In 1997, laboratory and field trials were undertaken with C. gigas; overall, these oysters exhibited unremarkable performance in growth, disease tolerance and taste acceptability compared to the native oyster (Calvo et al. 1999). VIMS researchers then began investigations of the Suminoe oyster; also a species from Asia, Crassostrea ariakensis was first brought to the United States by growers in the Pacific Northwest. Production has been limited, largely because the region's higher salinities make hatchery culture inconvenient and more costly than for C. gigas. VIMS undertook field comparisons between infertile (i.e., triploid) C. ariakensis and the Bay's native oyster, C.virginica, between June 1998 and September 1999. Focusing on survival, growth and disease susceptibility, the results demonstrated that C. ariakensis was faster growing, reached market size in about a year (compared with the two to four years for C. virginica), and tolerated MSX and Dermo disease; furthermore, it was largely indistinguishable in taste from native oysters.

These findings suggest that hatchery-reared C. ariakensis holds promise for rebuilding the commercial oyster industry in Virginia and Maryland through aquaculture production. Furthermore, use of sterile triploids in aquaculture could greatly reduce reproductive potential. At the same time, there are concerns, if not strong reservations, over employing non-native or exotic species, when there are so many instances of their ecological impacts.

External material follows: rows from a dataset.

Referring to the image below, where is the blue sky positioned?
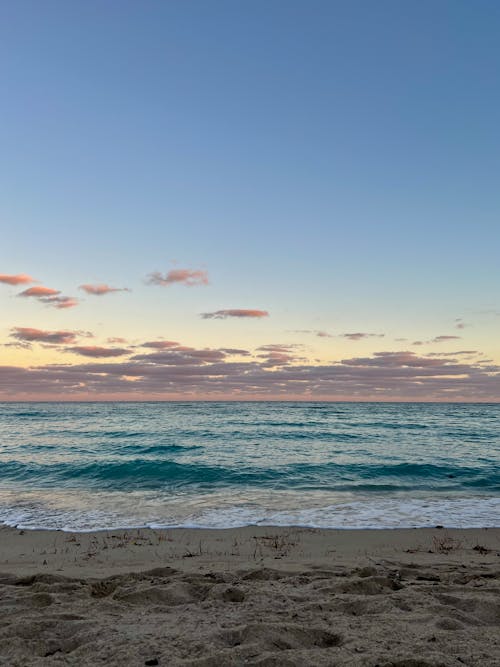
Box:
[0,1,500,396]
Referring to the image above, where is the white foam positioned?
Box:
[0,490,500,532]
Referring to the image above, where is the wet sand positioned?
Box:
[0,527,500,667]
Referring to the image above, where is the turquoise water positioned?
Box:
[0,402,500,530]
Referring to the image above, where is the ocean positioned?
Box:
[0,402,500,531]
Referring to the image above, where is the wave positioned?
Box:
[0,460,500,491]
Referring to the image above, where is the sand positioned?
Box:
[0,527,500,667]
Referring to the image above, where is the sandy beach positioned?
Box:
[0,527,500,667]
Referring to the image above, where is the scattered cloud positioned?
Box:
[430,336,461,343]
[257,343,303,367]
[340,332,384,340]
[39,296,79,309]
[18,285,61,299]
[0,345,500,401]
[140,340,179,350]
[147,269,208,287]
[10,327,81,345]
[201,308,269,320]
[0,273,37,285]
[78,283,131,296]
[17,285,78,309]
[412,336,462,345]
[65,345,130,358]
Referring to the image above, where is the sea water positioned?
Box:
[0,402,500,530]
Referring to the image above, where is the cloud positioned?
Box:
[140,340,179,350]
[65,345,130,358]
[257,343,303,367]
[10,327,81,345]
[0,345,500,402]
[147,269,208,287]
[18,285,61,299]
[17,285,78,309]
[39,296,79,309]
[430,336,461,343]
[340,332,384,340]
[0,273,36,285]
[200,308,269,320]
[78,283,130,296]
[412,336,462,345]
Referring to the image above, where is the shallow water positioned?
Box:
[0,402,500,530]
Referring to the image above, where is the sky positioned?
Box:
[0,0,500,402]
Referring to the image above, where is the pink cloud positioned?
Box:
[201,308,269,320]
[430,336,461,343]
[67,345,130,358]
[10,327,80,345]
[17,285,78,309]
[141,340,179,350]
[0,273,36,285]
[79,283,130,296]
[148,269,208,287]
[0,345,500,402]
[341,332,384,340]
[18,285,61,298]
[39,296,79,309]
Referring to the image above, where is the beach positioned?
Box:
[0,526,500,667]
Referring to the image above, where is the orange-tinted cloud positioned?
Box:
[141,340,179,350]
[39,296,79,309]
[148,269,208,287]
[10,327,81,345]
[201,308,269,320]
[17,285,78,309]
[66,345,130,358]
[0,346,500,402]
[430,336,461,343]
[0,273,36,285]
[18,285,61,299]
[78,283,130,296]
[340,332,384,340]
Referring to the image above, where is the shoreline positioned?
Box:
[0,526,500,667]
[0,526,500,577]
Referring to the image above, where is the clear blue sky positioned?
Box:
[0,0,500,396]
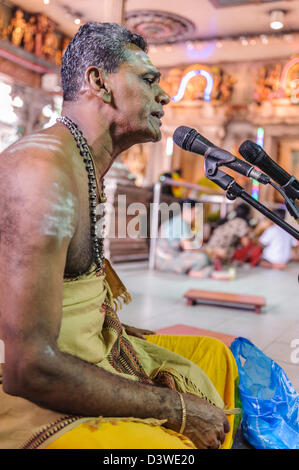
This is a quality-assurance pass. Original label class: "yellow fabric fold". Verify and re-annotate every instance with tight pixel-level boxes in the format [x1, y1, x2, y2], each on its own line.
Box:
[0, 261, 239, 448]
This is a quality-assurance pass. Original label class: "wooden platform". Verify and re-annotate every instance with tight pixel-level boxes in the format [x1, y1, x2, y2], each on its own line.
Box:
[184, 289, 266, 313]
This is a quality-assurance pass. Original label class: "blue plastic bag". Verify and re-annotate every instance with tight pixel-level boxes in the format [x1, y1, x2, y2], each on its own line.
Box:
[231, 338, 299, 449]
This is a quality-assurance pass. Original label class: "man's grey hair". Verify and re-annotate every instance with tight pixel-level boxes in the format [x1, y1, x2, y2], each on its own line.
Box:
[61, 22, 147, 101]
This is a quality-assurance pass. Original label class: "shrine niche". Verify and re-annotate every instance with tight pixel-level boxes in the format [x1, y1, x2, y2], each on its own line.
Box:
[253, 56, 299, 105]
[161, 64, 236, 106]
[0, 4, 70, 67]
[121, 144, 149, 186]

In an attempt to broadly inform Chesapeake Bay stakeholders on these issues, a consortium of institutions sponsored the Symposium on Aquaculture of Triploid C. ariakensis in Chesapeake Bay as a means for: (1) exchanging information on research findings and practical experience in Virginia (there have been no studies on C. ariakensis in Maryland) and (2) considering critical issues regarding research needs, policy and regulatory matters, and the rehabilitation of the oyster industry.

The symposium was attended by federal and state agency managers, non-governmental organization (NGO) representatives, scientists, watermen, aquaculturists and concerned citizens from Virginia, Maryland, North and South Carolina, Delaware and New Jersey. The agenda included presentations and discussions related to the biology of C. ariakensis, disease concerns, research and industry field trial results, production of triploids, a predictive risk model, strategies for minimizing environmental risk, and public attitudes about non-indigenous species. These presentations, together with poster sessions on key technical aspects of C. ariakensis research, provided a baseline of shared knowledge for three stakeholder discussion groups that represented industry, scientific, and policy and regulatory interests.

Based on the presentations, each of these discussion groups was asked to consider major concerns and issues related to the aquaculture of triploid C. ariakensis in the Chesapeake Bay. This report summarizes the outcomes of the group deliberations and key points in the discussions that followed. It also provides a synopsis of each of the presentations.